Il était terriblement embarrassé, ce pauvre Linsbury ; il eût bien voulu dire que le modèle était au moins aussi réussi que le portrait… Il eût voulu dire cela d’une façon remarquable, avec esprit, mais c’était difficile ! Il craignait tant cette petite voix moqueuse, ces grands éclats de rire perlés ; il avait si grand’peur d’être ridicule ! et il l’était si souvent ! Et puis, réellement, son bouquet avait eu un si triste sort ; elle détestait le rouge, et c’était justement sur des roses rouges que son choix malheureux était tombé… Comment ne pas deviner qu’elle haïssait cette couleur aussi ? Lui avait-il jamais vu un ruban, un chapeau, un nœud rouge ? Jamais, et même dans cette serre pleine de plantes rares, où abondaient les camélias roses, les glycines violettes, les églantines blanches…, pas une fleur rouge. Pauvre amoureux, c’était morfondant !

— Y avait-il beaucoup de monde chez Birns, jeudi dernier, lord Linsbury ? demanda Alice d’un air indifférent.

— Beaucoup, oui vraiment, miss Alice. Entre autres, M. William Middleton, qui fut, comme nous tous, bien désappointé de ne pas vous voir ; lord John Harris, qui vous demandait à tous les échos ; miss Diana Smitson, qui dansa souvent avec lord Grenville, ce qu’on remarqua, lord Grenville dansant peu généralement.

…… Que Dieu lui pardonne ! il ne vit pas l’éclair de douleur qui traversa une seconde les grands yeux profonds d’Alice, ni la pâleur qui envahit soudain ses joues veloutées ; il ne vit pas le sourire triste de sa jolie bouche enfantine ; il ne vit pas sa petite main crispée broyant à la fois trois des roses rouges de son bouquet… Non.
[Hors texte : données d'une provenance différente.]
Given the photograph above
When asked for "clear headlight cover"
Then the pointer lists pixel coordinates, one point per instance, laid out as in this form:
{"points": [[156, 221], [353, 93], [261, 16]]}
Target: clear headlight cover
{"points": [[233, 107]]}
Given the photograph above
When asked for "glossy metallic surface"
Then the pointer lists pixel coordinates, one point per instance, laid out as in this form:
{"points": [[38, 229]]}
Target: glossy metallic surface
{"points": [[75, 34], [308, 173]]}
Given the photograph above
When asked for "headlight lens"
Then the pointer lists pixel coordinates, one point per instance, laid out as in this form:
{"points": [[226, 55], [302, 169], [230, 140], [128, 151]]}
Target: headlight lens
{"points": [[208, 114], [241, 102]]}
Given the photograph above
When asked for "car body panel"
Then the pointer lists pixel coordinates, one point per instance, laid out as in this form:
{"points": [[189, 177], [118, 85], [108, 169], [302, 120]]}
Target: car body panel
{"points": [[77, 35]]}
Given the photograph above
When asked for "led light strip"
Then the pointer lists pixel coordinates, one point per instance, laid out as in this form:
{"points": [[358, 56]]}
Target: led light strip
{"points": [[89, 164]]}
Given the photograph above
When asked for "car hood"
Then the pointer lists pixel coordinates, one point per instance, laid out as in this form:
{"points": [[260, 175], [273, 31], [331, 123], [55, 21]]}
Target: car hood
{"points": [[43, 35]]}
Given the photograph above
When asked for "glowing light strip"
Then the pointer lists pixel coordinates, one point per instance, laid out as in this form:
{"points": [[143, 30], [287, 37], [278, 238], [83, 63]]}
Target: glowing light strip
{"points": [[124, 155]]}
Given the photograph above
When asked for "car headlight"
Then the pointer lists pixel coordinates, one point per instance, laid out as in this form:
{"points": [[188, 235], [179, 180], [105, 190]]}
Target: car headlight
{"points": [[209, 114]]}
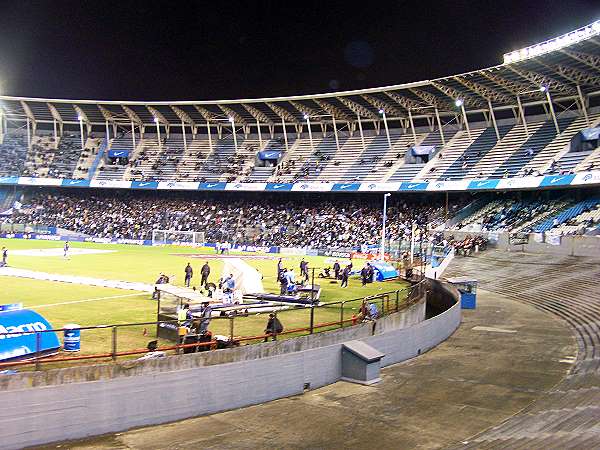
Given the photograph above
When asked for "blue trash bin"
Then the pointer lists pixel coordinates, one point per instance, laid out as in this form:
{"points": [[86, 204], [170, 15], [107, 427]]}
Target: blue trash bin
{"points": [[72, 338]]}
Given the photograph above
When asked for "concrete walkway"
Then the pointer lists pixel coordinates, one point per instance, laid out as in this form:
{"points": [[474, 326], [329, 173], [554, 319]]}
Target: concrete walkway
{"points": [[87, 281], [504, 356]]}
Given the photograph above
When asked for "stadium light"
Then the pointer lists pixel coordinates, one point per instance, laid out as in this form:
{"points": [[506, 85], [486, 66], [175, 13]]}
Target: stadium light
{"points": [[556, 43], [382, 253]]}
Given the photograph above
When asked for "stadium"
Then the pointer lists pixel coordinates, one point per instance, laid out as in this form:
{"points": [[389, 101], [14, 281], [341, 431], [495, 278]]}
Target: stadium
{"points": [[409, 266]]}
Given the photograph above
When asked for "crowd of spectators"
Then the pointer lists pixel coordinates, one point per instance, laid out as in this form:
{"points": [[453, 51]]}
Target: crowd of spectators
{"points": [[314, 222]]}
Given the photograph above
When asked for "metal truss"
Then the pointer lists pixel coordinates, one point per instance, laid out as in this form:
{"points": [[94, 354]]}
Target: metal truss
{"points": [[390, 110], [455, 94], [358, 109], [577, 76], [258, 114], [484, 91], [336, 112], [283, 113], [592, 61], [539, 80], [133, 117], [231, 114], [514, 87], [183, 116], [304, 109]]}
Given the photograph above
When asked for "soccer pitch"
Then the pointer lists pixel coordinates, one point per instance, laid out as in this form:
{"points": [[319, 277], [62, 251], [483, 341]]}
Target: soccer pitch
{"points": [[63, 303]]}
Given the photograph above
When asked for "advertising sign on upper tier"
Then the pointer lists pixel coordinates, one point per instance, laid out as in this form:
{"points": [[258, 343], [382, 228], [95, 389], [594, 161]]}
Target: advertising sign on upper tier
{"points": [[245, 186], [379, 187], [282, 187], [33, 181], [76, 183], [313, 187], [483, 184], [346, 187], [178, 185], [117, 184]]}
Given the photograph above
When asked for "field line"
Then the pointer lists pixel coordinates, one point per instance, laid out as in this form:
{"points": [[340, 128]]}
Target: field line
{"points": [[86, 300]]}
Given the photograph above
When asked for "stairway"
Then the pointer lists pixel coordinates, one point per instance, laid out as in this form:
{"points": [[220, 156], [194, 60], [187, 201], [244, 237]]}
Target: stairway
{"points": [[568, 416]]}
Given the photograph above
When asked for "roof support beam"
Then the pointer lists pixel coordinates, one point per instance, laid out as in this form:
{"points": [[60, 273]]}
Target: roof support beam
{"points": [[484, 91], [540, 80], [455, 94]]}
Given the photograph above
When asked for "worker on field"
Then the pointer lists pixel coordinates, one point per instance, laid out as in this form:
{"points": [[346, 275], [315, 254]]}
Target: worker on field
{"points": [[204, 272], [189, 273]]}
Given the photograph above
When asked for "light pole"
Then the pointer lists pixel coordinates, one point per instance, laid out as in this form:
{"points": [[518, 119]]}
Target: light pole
{"points": [[382, 255]]}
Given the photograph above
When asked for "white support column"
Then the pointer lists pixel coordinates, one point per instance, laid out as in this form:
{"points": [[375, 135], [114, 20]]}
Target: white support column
{"points": [[55, 133], [284, 134], [184, 136], [462, 108], [337, 142], [81, 131], [412, 126], [158, 132], [382, 254], [209, 135], [362, 136], [387, 131], [583, 107], [522, 114], [493, 117], [28, 134], [133, 135], [437, 116], [552, 113], [312, 147], [232, 120], [259, 135]]}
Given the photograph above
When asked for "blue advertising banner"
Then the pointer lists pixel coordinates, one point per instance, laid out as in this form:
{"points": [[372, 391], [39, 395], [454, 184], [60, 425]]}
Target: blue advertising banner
{"points": [[279, 186], [118, 153], [269, 155], [76, 183], [214, 186], [418, 186], [9, 180], [482, 184], [556, 180], [144, 185], [345, 187], [23, 343]]}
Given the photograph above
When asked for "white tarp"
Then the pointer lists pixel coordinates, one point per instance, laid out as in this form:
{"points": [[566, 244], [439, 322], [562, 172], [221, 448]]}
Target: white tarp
{"points": [[248, 280]]}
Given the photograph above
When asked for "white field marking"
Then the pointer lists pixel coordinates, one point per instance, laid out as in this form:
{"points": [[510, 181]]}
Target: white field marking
{"points": [[57, 252], [494, 330], [84, 300]]}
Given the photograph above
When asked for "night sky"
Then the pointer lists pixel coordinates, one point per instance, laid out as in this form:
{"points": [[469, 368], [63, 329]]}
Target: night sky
{"points": [[207, 50]]}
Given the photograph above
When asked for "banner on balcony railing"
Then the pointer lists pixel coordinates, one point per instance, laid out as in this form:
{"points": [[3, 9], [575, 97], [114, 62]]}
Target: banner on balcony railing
{"points": [[21, 340], [483, 184]]}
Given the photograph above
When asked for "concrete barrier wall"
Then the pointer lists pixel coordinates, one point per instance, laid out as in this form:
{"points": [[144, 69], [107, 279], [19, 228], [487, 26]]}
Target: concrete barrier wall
{"points": [[569, 245], [68, 407]]}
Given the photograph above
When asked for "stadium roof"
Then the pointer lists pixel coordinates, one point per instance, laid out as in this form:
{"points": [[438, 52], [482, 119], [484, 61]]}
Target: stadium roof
{"points": [[566, 68]]}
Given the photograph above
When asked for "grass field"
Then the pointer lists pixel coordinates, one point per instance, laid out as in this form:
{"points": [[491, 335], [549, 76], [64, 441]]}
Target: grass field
{"points": [[63, 303]]}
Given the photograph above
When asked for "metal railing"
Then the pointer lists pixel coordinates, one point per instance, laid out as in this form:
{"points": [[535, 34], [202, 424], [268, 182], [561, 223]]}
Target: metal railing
{"points": [[238, 329]]}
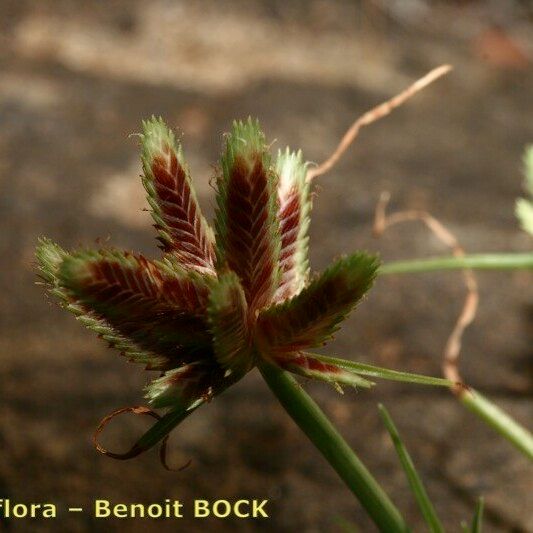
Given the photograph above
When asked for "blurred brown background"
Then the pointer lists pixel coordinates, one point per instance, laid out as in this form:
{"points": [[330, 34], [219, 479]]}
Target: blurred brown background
{"points": [[76, 78]]}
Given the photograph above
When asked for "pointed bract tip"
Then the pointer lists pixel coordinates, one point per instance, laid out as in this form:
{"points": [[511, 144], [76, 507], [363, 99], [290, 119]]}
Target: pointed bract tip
{"points": [[49, 256], [158, 139]]}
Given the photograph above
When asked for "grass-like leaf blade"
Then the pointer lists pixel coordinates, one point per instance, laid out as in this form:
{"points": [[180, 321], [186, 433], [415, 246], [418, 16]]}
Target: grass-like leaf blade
{"points": [[417, 487]]}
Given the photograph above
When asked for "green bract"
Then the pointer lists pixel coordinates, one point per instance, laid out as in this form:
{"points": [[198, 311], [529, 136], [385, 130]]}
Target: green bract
{"points": [[216, 305]]}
Il ne remarqua pas que ce fut d’un ton de voix tout changé qu’elle dit :

— Ah ! vraiment… Miss Diana Smitson est bien jolie, bien jolie.

Il ne vit pas non plus le mouvement singulier de ses rieuses dents blanches mordant ses lèvres pâlies, ni le geste fier et dédaigneux dont elle rejeta ses boucles blondes, en ajoutant :

— Et elle danse dans la perfection.

— Miss Diana Smitson est incontestablement une fort belle personne ; le vieux comte Price fit la remarque qu’un mariage serait en tous points convenable entre elle et Grenville. Grenville est riche, miss Diana aura une fort jolie dot, ce serait un couple charmant. Enfin, on en parla beaucoup chez Birns, ce fut l’événement de la soirée. Ces demoiselles plaisantèrent Grenville sur sa subite passion pour la danse… Grenville rit franchement avec elles et miss Smitson rougit beaucoup.

Lord Arthur Linsbury se tut. Il était bien content de son éloquence ; réellement il n’était pas habitué à ce qu’Alice l’écoutât si longtemps sans l’interrompre… Quelle victoire ! Il se redressa fièrement, ahuri, étonné lui-même de ce succès.

— Ne trouvez-vous pas, miss Alice, que ce serait tout à fait convenable ?

— Tout à fait, tout à fait.

…… Il ne vit pas les deux larmes brillantes qui tremblaient au bord de ses longs cils baissés ; il ne les vit pas glisser lentement sur ses joues et tomber une à une sur sa robe bleue, y laissant deux petites taches humides, à moitié cachées dans les plis du corsage.

Il n’entendit pas une voix moqueuse, partie on ne sait d’où, disant : « Imbécile. »

Il n’entendit pas le petit éclat de rire sec et mordant, le plus étrange petit éclat de rire qui sortit jamais des lèvres roses d’une jeune fille heureuse, bien heureuse de n’aimer personne.